Holding a pleco or large cat in those ways does not distort any part of their body beyond its normal limits; as long as the heavy cats have their weight supported, no problem.
But those three bass pics show the spectrum of typical holds that are commonly seen. First pic, that mouth is about as far open as it really should ever be, and much further than required when the fish is in that position. Second pic, that looks great; fish is controlled, mouth is merely open...not distorted.
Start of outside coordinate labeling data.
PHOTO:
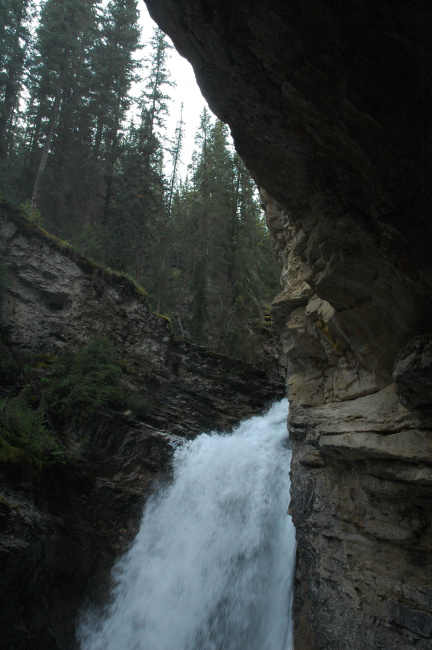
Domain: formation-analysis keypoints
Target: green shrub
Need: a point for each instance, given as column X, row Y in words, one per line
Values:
column 24, row 440
column 85, row 381
column 139, row 405
column 3, row 277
But, man, that third pic displays exactly the bad practice to which I was referring. You're supporting the fish's weight, even though that fish is not heavy enough to worry about holding in a vertical suspended position...but you still have the lower jaw cranked open way past normal. Look at the acute angle the jaw makes to the fish's body, right in front of your index finger. That is not normal and is not doing anything good for that fish, and it isn't making it any easier to control. Bass don't have a nuchal hump; in that pic the entire head is twisted downwards to such an extent that it appears this one is trying to grow such a hump.
If your hand were rotated 180 degrees downward, the hand by the tail would be unnecessary, the fish's body would be hanging comfortably vertical, and the mouth would not be so severely distorted. The fish would still be comletely under control, but would not be forced into an unnatural and potentially damaging posture. There is simply no reason for holding a fish the way it is shown in that pic.